# oversteer



## shaolin_racer (Jun 26, 2002)

is it possible to get oversteer on a frontwheel drive car with just suspension modifications?

thanks in advance


----------



## Geo (Apr 30, 2002)

Yes it is Grasshopper.


----------



## shaolin_racer (Jun 26, 2002)

could you please elaborate on that?

what would you recomend in order to achieve oversteer on a b15?


----------



## Geo (Apr 30, 2002)

shaolin_racer said:


> *could you please elaborate on that?
> 
> what would you recomend in order to achieve oversteer on a b15? *


Well, since I already answered your first question, it's your turn to elaborate Grasshopper. 

There are lots of ways to do it, but most of them I would not recommend for a road car.

So, do you have:

1) A road car?
2) A race car or dedicated track car?
3) A dual purpose car?

Why do you want to induce oversteer?


----------



## shaolin_racer (Jun 26, 2002)

I would like to have a dual purpose car. I would also like to have a some oversteer to help with cornering. Although I'm not sure if there are any benifits to understeer on cornering. I recently purchased some new tires(Pirelli P6000) and the car seem to push alot more. 

Or would it be more benificial to get neutral handling?


----------



## bahearn (Jul 15, 2002)

My opinion is to keep your street car understeering. Leave the oversteer on the track.

You can get adjustable sway bars that allow for Jekyll/Hyde handling to some extent.

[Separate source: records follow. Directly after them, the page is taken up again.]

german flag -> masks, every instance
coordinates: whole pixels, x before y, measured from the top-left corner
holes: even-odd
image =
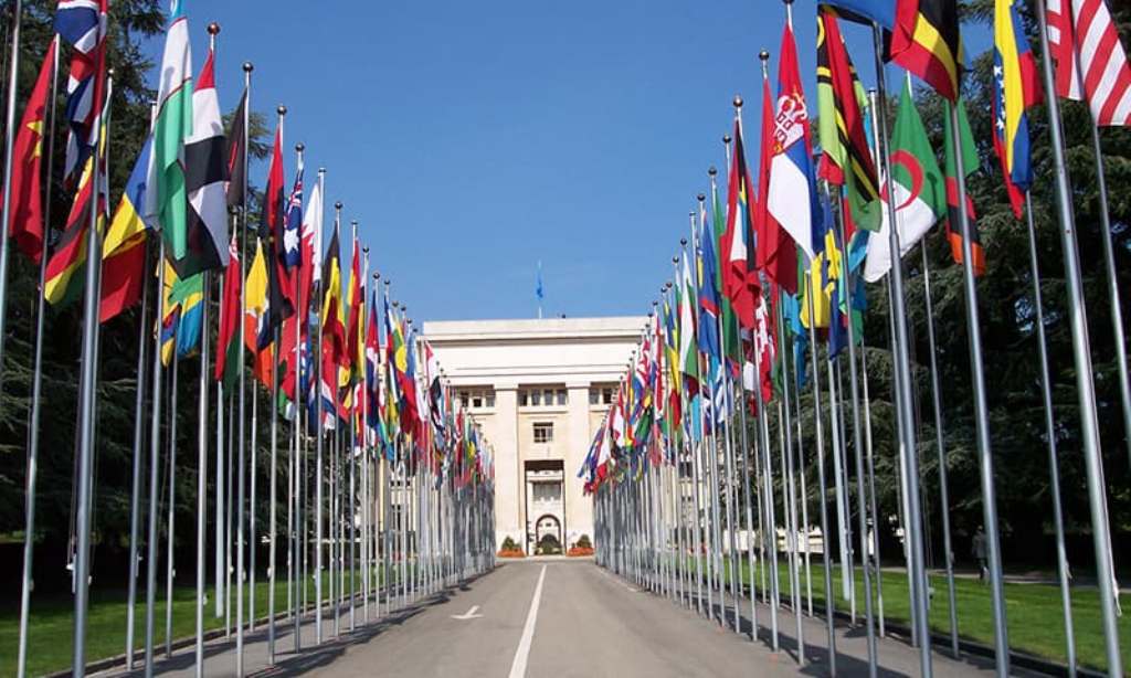
[[[914,16],[912,31],[891,34],[891,59],[951,102],[958,99],[961,38],[958,0],[898,0],[897,16]]]
[[[335,224],[330,249],[322,264],[322,284],[326,285],[326,292],[322,293],[322,318],[319,323],[322,327],[322,336],[330,340],[326,350],[329,351],[335,365],[342,365],[347,359],[346,323],[342,313],[342,258],[338,249],[338,226]]]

As for your tires, more air in the front.


----------



## shaolin_racer (Jun 26, 2002)

Will the increased air pressure help with the understeer? Or just give me less grip on the front?


----------



## se-r-57 (May 1, 2002)

It should help with the understeer. There are lots of good books on chassis setup out there. That would be a good place to srart.


----------



## 98sr20ve (Oct 6, 2002)

You can tune your suspension to be more neutral with a rear swaybar. Leave the front one stock. I hear Stillen has a adjustable rear bar for the B15. Its cost about 280 but you can get it for about 240 by just haggling a bit. This alone should make your car far more neutral but still not oversteer (set the bar full soft). Also, when you put the rear bar on upgrade the bushings on the stock front bar with some urethane bushings. This should give you a fairly neutral but still safe car.


----------



## shaolin_racer (Jun 26, 2002)

Thanks. I think I will have to try that.


----------